For an analogy, it seems like you've built a lot of the workings of Postgres missing something important like procedural queries and triggers, but organizations really want an ORM (they just don't even realize it because the whole industry is built around bikeshedding topics in security). Build something respecting the vernacular and culture of engineers, IT opsec / compliance, and (more importantly) the managers of both orgs and you should have a winner. Ok, after you find the right sales guys to get the attention of some F500s that are in terrible industries wracked by compliance BS 24/7.

All in all, good idea and it looks promising, I'll keep your product in mind if I can get a management tool like this even suggested. We're doing some extremely bad practices at present in order to avoid violating OTHER no-nos keeping stuff out of the public cloud, and our IAM across dozens and dozens of AWS accounts is completely bonkers and the bungling of the credentials as the after-effect is probably causing worse security problems than if we just gave them all the same keypairs. It'd be really interesting to see this work seamlessly across both AWS-like environments and a vSphere/vCAC/vCD type of environment using affinity / anti-affinity rules to make initial guesses about your security configuration.
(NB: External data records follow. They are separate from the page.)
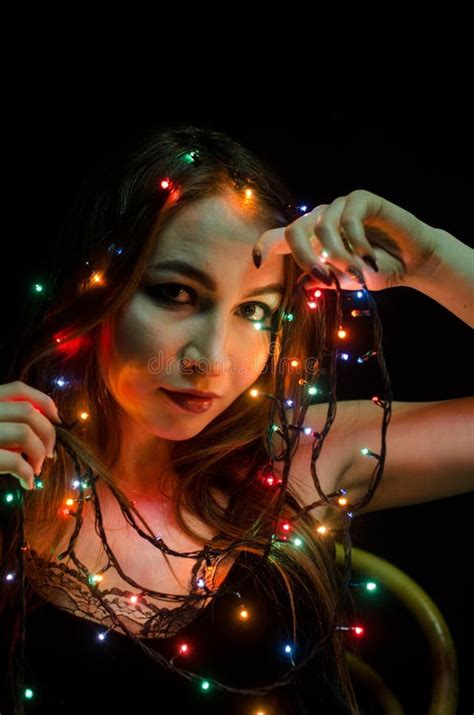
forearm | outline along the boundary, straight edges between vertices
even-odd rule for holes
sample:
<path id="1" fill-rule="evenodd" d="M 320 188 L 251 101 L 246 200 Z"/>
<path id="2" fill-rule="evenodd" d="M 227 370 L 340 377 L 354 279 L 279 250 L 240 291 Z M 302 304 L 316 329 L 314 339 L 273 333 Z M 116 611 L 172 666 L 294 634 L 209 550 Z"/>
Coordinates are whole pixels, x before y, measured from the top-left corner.
<path id="1" fill-rule="evenodd" d="M 438 261 L 429 276 L 406 285 L 421 291 L 474 328 L 474 249 L 447 231 L 433 229 L 439 245 Z"/>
Pretty sure everything in an autoscaling group should be by default in the same group or "layer" (in your terminology), for example, and you could start with the same for vSphere compute clusters, unless host anti-affinity rules for a VM are present, which usually means that the VM is not allowed to cross a physical boundary and is a hint at a business level policy rather than a technical one (nobody does cross-geographic clusters besides Google last I saw, and you probably aren't going to be able to sell this to them....).

One thing that would tremendously help in your documentation would be to provide security scenarios for different user stories and potential users. Admins across multiple tenant business units have different use cases than developers that are working in maybe one or two organizations / groups, for example. I found myself expecting a "I am a... X, Y, Z" set of tabs and wanted to see each of their use case scenarios for one or two sample companies with different needs. Besides the "I don't want to be your guinea pig" mentality, this is what companies are really looking for half the time they ask for a reference customer.